4 cups cauliflower florets (no stalks)
1 Tab coconut oil
1 brown onion, finely diced
3 garlic cloves, peeled & finely diced (or crushed)
1 red capsicum, deseeded & diced
2 cups Vegetable Stock
5 Tab almond milk
4 sun dried tomatoes, diced
Quarter cup natural cashews
½ tsp ground cumin
1½ tsp chilli flakes
Quarter tsp ground turmeric
Salt & pepper to taste
corn chips, to serve

  • Soak cashews in a bowl of hot water for 1 hour.
  • Heat frypan over medium heat. Add coconut oil, onion, garlic, capsicum and 1 tsp chilli to pan and sauté until soft & fragrant. Remove half of the mixture and set aside.

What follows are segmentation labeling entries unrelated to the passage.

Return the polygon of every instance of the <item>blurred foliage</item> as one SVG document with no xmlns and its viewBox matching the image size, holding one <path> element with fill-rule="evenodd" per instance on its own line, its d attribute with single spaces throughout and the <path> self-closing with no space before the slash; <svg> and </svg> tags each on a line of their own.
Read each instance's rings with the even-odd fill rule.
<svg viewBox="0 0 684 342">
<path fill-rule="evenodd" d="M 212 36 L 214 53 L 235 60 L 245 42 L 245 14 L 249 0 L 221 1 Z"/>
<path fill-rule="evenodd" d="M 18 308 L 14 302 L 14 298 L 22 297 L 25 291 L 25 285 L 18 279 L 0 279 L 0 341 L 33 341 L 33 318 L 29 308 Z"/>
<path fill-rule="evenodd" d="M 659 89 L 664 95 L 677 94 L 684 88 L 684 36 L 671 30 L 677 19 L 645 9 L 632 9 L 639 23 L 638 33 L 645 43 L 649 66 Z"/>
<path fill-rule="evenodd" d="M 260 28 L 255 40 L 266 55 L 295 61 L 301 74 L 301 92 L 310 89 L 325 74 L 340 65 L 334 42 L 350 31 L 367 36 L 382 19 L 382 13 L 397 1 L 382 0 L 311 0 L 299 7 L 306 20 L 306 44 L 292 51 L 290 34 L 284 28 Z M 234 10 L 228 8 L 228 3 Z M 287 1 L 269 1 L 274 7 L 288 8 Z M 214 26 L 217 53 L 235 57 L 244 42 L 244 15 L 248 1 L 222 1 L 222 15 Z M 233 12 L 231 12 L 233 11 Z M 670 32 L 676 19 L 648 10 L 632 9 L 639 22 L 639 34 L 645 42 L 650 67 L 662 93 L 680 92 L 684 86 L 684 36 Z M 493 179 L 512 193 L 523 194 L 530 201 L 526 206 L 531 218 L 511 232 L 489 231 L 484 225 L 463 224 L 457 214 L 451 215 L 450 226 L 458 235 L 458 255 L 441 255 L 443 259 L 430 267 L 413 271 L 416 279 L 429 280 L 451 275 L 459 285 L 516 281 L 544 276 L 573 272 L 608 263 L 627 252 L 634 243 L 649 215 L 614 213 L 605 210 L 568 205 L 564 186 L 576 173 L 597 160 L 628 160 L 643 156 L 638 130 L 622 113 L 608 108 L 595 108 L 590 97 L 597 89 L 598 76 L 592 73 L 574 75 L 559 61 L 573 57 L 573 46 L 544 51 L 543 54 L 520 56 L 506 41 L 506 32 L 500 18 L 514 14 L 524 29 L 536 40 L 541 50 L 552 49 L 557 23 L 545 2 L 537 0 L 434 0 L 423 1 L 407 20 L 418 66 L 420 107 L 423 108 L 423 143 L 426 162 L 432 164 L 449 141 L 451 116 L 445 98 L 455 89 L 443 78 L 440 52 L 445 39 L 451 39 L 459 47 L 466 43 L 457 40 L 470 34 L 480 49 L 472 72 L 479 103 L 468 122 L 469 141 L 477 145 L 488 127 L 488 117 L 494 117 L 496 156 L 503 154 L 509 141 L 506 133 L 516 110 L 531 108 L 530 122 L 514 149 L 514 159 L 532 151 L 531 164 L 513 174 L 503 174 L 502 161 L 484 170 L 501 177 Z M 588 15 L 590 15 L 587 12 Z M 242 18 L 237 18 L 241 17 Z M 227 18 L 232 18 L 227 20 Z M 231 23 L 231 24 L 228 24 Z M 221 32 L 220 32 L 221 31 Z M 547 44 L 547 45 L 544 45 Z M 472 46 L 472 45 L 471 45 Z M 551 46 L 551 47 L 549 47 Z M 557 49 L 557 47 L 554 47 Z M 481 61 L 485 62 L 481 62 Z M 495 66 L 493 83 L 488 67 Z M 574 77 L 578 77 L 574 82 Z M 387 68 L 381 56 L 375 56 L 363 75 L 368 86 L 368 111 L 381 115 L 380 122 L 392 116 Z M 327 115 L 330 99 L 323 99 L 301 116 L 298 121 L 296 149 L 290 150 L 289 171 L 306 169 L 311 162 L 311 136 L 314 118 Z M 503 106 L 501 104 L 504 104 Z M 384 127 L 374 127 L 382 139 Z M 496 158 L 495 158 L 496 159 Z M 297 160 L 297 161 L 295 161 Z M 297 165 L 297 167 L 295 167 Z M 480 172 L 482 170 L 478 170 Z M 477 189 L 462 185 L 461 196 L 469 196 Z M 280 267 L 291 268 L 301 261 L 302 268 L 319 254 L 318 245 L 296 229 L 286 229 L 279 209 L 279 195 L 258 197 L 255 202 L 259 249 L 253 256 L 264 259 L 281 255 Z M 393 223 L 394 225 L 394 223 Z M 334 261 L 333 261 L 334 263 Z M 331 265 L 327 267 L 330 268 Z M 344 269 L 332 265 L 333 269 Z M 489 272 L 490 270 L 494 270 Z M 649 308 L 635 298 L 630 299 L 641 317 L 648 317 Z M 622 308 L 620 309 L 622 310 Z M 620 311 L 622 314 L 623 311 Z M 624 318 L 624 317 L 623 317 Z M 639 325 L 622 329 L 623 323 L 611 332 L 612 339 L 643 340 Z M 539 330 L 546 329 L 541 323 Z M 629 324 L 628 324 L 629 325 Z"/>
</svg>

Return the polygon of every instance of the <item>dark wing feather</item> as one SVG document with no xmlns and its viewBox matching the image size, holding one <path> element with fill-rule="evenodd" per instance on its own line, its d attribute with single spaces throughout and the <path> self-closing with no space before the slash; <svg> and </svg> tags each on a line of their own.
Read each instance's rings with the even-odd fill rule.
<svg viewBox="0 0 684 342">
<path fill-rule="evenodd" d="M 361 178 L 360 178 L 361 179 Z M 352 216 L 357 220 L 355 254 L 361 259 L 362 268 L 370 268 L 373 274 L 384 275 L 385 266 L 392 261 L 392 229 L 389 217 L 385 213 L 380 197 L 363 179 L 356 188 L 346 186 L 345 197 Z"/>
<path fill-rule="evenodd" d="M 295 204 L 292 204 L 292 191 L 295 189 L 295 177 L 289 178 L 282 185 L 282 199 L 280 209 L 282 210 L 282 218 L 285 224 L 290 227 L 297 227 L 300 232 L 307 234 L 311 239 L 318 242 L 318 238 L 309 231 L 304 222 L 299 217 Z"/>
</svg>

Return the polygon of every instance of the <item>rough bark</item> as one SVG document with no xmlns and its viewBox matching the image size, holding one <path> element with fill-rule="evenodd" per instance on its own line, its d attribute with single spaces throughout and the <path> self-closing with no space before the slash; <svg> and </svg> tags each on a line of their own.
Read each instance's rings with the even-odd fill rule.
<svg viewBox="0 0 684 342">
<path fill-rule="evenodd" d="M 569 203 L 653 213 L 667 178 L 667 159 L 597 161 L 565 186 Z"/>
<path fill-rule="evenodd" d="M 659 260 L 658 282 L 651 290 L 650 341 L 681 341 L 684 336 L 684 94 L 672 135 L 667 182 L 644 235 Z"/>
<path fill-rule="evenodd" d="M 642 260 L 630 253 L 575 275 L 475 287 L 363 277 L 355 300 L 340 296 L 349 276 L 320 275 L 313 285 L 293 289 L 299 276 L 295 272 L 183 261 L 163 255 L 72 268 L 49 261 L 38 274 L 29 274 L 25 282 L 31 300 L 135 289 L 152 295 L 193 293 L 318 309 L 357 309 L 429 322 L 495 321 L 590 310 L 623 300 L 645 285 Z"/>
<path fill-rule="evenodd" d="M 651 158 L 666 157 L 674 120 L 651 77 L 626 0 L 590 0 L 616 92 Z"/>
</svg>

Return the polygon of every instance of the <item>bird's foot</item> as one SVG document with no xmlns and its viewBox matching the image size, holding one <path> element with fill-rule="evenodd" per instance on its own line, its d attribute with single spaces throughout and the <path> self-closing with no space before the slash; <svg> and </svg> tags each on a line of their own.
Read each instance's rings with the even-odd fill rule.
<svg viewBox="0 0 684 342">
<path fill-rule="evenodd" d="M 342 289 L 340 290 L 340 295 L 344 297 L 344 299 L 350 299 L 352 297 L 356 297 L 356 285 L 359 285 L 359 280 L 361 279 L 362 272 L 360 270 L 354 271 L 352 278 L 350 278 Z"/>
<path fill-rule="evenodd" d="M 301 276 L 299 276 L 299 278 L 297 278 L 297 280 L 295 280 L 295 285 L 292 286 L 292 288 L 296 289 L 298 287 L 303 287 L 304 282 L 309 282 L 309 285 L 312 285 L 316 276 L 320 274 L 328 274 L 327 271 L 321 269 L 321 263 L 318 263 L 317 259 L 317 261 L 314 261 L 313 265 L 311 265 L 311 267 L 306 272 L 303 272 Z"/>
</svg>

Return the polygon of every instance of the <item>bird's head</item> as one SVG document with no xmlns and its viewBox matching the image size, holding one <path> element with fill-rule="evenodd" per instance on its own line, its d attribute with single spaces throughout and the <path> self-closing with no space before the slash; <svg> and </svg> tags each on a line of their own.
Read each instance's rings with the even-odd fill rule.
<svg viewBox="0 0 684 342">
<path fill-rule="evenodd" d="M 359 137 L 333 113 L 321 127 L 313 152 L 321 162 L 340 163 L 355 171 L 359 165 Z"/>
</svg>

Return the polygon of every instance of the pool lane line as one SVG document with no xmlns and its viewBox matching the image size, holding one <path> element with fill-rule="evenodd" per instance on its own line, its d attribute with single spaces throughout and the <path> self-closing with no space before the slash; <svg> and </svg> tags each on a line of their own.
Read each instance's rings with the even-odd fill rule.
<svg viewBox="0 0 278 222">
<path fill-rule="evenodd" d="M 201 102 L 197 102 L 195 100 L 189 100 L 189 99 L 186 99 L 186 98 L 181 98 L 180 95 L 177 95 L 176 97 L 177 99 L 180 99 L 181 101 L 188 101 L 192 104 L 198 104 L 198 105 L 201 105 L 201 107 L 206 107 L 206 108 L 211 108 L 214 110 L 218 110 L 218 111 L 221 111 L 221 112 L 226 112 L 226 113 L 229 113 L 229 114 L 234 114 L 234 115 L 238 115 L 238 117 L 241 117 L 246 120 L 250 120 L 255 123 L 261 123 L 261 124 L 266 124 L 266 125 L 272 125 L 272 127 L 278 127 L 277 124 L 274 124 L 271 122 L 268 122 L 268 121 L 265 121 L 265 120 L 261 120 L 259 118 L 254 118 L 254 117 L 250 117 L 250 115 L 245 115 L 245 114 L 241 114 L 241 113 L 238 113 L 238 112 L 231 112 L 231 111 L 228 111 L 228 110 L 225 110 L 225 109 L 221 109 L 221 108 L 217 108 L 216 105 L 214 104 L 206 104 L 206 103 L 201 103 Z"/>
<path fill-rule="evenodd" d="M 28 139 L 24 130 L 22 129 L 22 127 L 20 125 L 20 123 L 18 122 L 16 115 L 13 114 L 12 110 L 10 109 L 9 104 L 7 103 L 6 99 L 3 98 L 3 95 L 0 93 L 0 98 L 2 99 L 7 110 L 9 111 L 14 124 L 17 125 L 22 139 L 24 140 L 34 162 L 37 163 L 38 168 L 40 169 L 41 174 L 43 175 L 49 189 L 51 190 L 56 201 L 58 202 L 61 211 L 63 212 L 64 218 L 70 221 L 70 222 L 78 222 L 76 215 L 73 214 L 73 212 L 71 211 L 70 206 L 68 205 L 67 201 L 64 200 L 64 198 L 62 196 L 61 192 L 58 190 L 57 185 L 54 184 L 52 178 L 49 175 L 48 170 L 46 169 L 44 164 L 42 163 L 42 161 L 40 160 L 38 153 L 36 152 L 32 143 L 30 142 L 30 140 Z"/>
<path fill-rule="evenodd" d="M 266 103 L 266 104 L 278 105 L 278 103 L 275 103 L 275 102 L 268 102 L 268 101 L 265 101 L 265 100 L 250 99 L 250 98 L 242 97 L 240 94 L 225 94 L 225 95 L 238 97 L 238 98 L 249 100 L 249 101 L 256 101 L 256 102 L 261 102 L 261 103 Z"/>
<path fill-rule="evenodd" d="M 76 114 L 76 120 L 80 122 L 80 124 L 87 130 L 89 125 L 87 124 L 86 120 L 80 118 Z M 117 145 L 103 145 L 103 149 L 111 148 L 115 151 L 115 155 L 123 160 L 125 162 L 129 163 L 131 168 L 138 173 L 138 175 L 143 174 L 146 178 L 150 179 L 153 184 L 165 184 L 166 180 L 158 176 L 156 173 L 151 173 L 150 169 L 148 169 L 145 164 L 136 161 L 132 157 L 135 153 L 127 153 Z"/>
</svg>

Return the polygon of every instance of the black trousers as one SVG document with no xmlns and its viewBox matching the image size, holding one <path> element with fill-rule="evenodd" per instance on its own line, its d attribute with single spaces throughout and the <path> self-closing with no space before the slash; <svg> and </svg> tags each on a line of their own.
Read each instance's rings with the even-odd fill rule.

  • Add cauliflower & stock to frypan and cook for approximately 15 minutes or until cauliflower is tender and has absorbed the stock.
  • Drain cashews and place in food processor. Add cauliflower mixture to processor with the remainder of ingredients and process for 2 minutes. Then blend through remainder of capsicum mix. Add to a bowl to serve.
  • Garnish with chopped chilli flakes and lime wedges. Serve with corn chips.

TIP: For an optional flavour change you can add a quarter cup of fresh coriander to your food processor and blitz with the cauliflower mixture.